Al met al moeten kleinere producenten zoals Witfilm gemiddeld tweeëneenhalf jaar aan werk en vooronderzoek voorfinancieren. Dat lukt velen niet meer. Zeker niet nu het NPO Fonds zijn budget voor de langere documentaires tot na de zomer al heeft uitgeput, en pas in oktober van dit jaar weer nieuwe aanvragen in behandeling neemt. Een woordvoerder van de NPO benadrukt dat alle andere regelingen voor onder andere korte documentaires, jeugddocumentaires, documentaireseries en webseries blijven open. Intussen blijven de subsidies gelijk, terwijl de kosten van de producenten stijgen. Bijvoorbeeld door de vrij recente eis dat zij hun regisseurs, cameramensen en andere crew-leden betalen volgens het principe van fair pay. ‘Dat geldt niet voor mij als producent’, vertelt Lammertsma. ‘Ik kan geen pensioen opbouwen, terwijl de mensen met wie ik mijn projecten realiseer, deelnemers zijn in een pensioenfonds.’

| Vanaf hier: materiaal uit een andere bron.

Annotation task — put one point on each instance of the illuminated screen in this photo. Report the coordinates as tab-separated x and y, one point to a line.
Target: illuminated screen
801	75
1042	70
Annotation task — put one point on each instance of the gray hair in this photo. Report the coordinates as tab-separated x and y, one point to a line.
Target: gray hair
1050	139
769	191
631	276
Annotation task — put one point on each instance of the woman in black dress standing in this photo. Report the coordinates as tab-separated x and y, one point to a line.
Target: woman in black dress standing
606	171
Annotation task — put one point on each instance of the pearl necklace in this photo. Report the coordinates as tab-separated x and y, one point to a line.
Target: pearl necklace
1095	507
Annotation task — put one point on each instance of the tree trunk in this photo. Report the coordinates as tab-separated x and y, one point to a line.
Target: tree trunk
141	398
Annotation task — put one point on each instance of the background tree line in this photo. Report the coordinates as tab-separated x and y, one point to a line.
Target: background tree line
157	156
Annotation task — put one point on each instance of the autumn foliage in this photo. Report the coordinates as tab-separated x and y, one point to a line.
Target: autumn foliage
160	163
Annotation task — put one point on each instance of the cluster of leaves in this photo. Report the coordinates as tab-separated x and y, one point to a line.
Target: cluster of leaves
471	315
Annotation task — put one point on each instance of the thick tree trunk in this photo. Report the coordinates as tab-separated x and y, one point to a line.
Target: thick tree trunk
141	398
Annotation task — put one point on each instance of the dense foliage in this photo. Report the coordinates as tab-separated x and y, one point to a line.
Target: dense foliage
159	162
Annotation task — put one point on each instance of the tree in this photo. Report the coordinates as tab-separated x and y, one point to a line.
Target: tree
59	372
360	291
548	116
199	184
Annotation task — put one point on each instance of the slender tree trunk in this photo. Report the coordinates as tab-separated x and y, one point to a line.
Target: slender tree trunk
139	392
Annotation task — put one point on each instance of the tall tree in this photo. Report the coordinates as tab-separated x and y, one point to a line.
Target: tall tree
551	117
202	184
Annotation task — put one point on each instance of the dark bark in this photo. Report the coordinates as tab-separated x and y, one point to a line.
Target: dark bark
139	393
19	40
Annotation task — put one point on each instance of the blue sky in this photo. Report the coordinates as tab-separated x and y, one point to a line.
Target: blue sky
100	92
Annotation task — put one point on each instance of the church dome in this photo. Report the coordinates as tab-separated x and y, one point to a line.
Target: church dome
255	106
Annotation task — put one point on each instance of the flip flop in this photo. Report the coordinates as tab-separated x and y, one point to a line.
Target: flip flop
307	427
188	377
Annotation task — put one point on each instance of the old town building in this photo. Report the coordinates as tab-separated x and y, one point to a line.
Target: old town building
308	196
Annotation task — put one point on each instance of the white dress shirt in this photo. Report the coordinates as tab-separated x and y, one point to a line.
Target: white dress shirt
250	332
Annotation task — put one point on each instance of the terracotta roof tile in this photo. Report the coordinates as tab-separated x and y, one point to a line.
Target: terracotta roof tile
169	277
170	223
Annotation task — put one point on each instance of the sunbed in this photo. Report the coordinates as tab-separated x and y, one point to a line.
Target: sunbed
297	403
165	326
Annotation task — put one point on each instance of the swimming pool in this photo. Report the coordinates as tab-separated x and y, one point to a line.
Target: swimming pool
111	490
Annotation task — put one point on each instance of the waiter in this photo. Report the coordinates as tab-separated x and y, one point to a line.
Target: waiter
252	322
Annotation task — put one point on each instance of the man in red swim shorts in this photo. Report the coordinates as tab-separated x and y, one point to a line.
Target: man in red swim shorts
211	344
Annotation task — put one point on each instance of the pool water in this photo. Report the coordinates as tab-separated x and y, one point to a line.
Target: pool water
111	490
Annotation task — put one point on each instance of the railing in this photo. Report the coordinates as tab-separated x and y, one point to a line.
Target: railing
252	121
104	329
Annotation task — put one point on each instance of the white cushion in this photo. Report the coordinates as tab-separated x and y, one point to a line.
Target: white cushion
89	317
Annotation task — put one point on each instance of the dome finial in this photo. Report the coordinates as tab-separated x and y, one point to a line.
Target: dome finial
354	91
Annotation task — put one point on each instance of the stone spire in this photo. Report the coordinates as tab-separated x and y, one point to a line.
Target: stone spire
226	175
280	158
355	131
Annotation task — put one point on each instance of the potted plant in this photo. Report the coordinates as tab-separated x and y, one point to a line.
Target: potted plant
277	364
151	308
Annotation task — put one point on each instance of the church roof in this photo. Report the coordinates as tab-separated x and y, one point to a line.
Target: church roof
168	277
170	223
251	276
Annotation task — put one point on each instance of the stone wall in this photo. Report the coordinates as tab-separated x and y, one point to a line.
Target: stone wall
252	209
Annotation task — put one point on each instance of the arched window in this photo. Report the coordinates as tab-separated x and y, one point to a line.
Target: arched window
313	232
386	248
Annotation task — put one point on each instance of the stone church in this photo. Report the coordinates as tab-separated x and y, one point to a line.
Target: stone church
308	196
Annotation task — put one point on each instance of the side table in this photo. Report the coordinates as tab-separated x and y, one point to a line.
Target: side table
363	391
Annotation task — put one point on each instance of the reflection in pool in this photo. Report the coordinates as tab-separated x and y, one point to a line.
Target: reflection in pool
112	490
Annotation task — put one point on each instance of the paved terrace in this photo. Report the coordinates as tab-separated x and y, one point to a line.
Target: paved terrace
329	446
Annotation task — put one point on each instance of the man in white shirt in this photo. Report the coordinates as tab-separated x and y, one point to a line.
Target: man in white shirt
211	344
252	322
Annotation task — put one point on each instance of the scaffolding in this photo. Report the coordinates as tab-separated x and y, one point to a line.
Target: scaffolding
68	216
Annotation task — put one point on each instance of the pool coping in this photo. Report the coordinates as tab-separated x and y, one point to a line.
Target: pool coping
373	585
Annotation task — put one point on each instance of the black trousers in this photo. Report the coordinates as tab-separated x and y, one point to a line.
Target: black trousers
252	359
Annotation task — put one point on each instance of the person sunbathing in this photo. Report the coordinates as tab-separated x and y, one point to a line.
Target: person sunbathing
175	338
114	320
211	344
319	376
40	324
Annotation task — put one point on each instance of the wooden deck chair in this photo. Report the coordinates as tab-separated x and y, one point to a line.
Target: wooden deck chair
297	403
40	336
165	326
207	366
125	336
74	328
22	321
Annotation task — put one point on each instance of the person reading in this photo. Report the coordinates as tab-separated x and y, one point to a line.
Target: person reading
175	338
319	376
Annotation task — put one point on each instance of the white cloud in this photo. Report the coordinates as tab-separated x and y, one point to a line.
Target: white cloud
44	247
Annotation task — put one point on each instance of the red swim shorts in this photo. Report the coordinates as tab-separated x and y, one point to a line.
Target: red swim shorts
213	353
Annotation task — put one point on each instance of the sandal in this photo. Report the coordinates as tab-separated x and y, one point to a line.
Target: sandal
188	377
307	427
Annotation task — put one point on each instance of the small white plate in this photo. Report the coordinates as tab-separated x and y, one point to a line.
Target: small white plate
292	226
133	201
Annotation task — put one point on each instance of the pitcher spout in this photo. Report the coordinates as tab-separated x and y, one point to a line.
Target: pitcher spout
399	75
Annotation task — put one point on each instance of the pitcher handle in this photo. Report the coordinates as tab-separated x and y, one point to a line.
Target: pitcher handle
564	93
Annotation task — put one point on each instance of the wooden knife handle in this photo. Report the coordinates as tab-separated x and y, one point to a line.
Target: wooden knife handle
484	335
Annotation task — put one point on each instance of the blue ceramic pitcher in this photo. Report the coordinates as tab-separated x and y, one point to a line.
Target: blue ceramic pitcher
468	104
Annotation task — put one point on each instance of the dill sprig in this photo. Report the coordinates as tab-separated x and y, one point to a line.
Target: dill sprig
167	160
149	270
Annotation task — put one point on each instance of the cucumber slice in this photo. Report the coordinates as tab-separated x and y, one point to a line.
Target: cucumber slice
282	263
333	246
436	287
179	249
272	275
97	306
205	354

Uit een onderzoek uit 2019 van de Universiteit Utrecht bleek dat kleinere producenten gemiddeld zo’n 2.444 euro netto per maand verdienen. Een aanzienlijk percentage zit daar fors onder. ‘Dat is sindsdien zeker niet verbeterd’, zegt Lammertsma. Zelf blijft zij stug doorgaan. ‘Ik vind dit soort werk te belangrijk, het geeft mij teveel voldoening om ermee te stoppen. En ik heb ook andere klussen, die beter verdienen.’ Maar een toenemend aantal kleinere buitenproducenten geeft de ongelijke strijd op. Zij moeten mensen ontslaan of gaan failliet, zoals Stepping Stone onlangs overkwam. Anderen kruipen onder de vleugels van een kapitaalkrachtige contentmaker: gelauwerd producent Jessica Villerius van Posh Productions ging eind 2022 een samenwerking aan met Banijay.

Het nieuwe kabinet wil honderd miljoen euro bezuinigen op de publieke omroep, en tevens waarborgen dat die ‘kwalitatief hoogwaardige journalistiek’ blijft produceren. De politiek schept de kaders, maar de NPO verdeelt de budgetten door te bepalen hoeveel geld er naar een programma gaat op een bepaalde zender en een bepaald tijdstip. Makers vertellen Argos anoniem te vrezen dat de bezuinigingen vooral hen zullen treffen. Geen onterechte angst, volgens Deuze. Hij ziet niet snel een hervorming van het publieke bestel voor zich. ‘Misschien gaat er inderdaad wat geld af – en dat gaat dan ten koste van de makers. Zo gaat het altijd.’